The economy is predicted to contract by 1.4% next year, unemployment is expected to rise by more than 500,000 while taxes are set to reach their highest level as a share of national income since the end of the Second World War.

In the Commons, Mr Hunt said that because of the measures he was taking the downturn in the economy would be “shallower” than would have otherwise been the case.

Spending on health, education and defence will be protected, support for energy bills will continue although at a lower level, while benefits and pensions will rise in line with inflation.

Much of the increase in taxes will come from extending the freeze on thresholds – seeing more people drawn into paying the basic and higher rates of tax, although different rates apply in Scotland.

IMF managing director Kristalina Georgieva told Mr Hunt in a call that his autumn statement “strikes the right balance”, following the UN financial institution’s criticism of Kwasi Kwarteng’s mini-budget.

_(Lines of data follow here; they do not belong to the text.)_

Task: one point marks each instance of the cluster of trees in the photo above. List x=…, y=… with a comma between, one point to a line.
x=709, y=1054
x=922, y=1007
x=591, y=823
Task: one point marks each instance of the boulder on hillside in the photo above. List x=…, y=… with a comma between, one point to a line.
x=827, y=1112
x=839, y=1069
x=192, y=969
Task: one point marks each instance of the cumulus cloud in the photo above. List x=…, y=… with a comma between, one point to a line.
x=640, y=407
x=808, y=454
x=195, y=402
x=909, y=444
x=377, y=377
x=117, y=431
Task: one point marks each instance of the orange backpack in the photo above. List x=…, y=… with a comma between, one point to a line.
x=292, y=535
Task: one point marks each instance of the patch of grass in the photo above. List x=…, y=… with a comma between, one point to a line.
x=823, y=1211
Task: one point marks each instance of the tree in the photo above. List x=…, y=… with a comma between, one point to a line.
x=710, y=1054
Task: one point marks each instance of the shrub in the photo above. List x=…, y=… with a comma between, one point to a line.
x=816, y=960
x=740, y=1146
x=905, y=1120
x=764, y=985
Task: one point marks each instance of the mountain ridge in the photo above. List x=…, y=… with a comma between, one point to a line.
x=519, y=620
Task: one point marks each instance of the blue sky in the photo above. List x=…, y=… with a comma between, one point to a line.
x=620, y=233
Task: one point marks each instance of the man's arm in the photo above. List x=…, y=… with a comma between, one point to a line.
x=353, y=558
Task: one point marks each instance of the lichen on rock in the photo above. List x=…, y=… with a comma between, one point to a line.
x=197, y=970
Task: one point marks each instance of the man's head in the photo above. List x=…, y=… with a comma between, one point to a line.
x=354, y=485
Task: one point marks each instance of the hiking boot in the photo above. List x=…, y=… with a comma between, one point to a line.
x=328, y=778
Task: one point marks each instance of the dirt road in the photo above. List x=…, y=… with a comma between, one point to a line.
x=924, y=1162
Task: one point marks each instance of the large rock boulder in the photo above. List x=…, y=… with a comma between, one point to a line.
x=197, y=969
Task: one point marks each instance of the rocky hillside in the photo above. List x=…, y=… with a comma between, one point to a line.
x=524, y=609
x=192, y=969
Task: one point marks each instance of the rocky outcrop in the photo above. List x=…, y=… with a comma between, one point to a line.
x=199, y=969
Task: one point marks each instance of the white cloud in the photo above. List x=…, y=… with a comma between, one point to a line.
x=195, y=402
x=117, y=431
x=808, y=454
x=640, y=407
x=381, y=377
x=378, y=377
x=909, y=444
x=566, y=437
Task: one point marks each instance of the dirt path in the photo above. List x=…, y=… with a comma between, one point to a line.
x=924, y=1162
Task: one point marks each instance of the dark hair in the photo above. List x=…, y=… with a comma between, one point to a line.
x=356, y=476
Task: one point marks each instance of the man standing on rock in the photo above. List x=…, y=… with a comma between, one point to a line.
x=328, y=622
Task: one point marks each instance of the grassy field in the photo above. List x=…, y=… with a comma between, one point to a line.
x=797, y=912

Mr Hunt said that she described the UK’s economic plans as “balanced and fair”.

Nevertheless there is likely to be concern some among ministers that his intervention could signal trouble ahead, with many Tory MPs worried about raising taxes as the country enters a recession.

Former minister Esther McVey, who had warned she could not support tax rises if the Government continued to press ahead with the HS2 rail link, was highly critical of Mr Hunt’s strategy.

She said that the “stealth” taxes could end up having “far less scrutiny than it had of been increases in basic levels”.

“Like I’ve said, I can’t be supporting these rises,” she added.